Bundesregierung sieht keine Gefahr
Keine Angst vor RFID

Datenschützer sehen in den RFID-Chips eine potenzielle Gefahr für den Schutz persönlicher Daten. Die Bundesregierung teilt dieses Misstrauen allerdings nicht.

hiz DÜSSELDORF. Die Entwicklung der RFID-Chips hat die Datenschützer auf den Plan gerufen. Die Bundesregierung sieht allerdings keine Gefährdung durch die teilweise als Schnüffelchips bezeichneten Etiketten.

RFID steht allgemein für „Radio Frequency IDentification“. Die winzigen Funkchips können unauffällig an Produkten oder Verpackungen befestigt werden. Sie werden drahtlos mit Energie versorgt und können berührungslos ausgelesen werden. Hersteller und Händler wollen die Technik einsetzen. Sie soll auf lange Sicht die Barcodes, die heute auf jedem Produkte zu finden sein, ersetzen. Mittels dieser Technik können Gegenstände auch durch Geldbörsen und Taschen hindurch aufgespürt werden. Bei entsprechender Anwendung, etwa in Verbindung mit Kundenkarten, können theoretisch auch Personen identifiziert werden, ohne dass sie es bemerken.

Nach Angaben der Bundesregierung ist der Datenschutz durch diese Chips aber nicht gefährdet. Es sei kein Bedarf erkennbar, um Personen vor dem Einsatz von RFID-Chips datenschutzrechtlich weitergehend zu schützen, heißt es laut Bundestags-Pressedienst in der Antwort der Regierung auf eine Anfrage der CDU/CSU-Fraktion.

Laut Bundesregierung wird RFID derzeit in Verfahren der Industrieautomation, des Warenmanagements und der Tieridentifikation sowie bei Zutrittsystemen und elektronischen Wegfahrsperren eingesetzt.
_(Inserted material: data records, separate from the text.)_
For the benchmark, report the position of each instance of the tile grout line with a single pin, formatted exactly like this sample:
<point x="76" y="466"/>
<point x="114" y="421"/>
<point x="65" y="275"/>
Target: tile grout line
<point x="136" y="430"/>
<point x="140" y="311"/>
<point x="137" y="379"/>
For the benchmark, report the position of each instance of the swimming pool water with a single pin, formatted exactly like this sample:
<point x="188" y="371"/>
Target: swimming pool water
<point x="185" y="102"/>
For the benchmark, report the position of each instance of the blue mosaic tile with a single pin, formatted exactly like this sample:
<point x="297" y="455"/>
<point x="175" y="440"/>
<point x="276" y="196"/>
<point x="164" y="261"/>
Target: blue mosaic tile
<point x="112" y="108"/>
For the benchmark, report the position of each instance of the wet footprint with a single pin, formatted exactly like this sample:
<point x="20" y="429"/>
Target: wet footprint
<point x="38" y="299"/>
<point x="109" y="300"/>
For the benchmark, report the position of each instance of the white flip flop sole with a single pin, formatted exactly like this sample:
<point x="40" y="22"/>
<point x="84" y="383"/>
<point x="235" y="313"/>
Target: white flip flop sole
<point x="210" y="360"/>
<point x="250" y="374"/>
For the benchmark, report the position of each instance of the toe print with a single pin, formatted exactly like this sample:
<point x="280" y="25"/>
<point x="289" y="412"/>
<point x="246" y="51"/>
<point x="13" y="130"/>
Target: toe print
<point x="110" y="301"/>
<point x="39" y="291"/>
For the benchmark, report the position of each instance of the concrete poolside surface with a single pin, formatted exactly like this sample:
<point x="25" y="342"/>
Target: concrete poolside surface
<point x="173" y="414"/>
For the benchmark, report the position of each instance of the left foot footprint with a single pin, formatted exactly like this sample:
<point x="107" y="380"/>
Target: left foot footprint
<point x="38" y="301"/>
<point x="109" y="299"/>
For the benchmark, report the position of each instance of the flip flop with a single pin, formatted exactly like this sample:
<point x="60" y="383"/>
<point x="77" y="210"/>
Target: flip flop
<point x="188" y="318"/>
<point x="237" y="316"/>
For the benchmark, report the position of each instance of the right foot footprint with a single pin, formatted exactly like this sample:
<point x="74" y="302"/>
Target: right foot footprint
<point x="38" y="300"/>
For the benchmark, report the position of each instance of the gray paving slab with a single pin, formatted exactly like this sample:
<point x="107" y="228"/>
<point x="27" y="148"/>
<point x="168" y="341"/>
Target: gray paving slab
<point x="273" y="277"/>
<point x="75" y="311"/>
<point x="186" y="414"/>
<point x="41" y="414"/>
Bei Zugangskontrollen mittels RFID würden regelmäßig personenbezogene Daten übermittelt. Ein Missbrauch sei zwar denkbar, allerdings verfüge die bislang eingesetzte Technik nur über eine begrenzte Reichweite. RFID-Karten müssten vom Nutzer bewusst unmittelbar am Lesegerät vorbeigeführt werden.

Wie es in der Antwort weiter heißt, kann ein Personenbezug dadurch hergestellt werden, dass der RFID-Chip eine eindeutige Kennung enthält und zusätzlich, etwa unter Einsatz einer Kundenkarte, die Identität des Käufers erfasst werde. Eine solche Kombination von Produkt- und Käuferdaten werde von Unternehmen in Deutschland allerdings nicht eingesetzt. Damit sei eine heimliche Erstellung umfassender Bewegungsprofile nach dem gegenwärtigen Stand der Technik praktisch ausgeschlossen.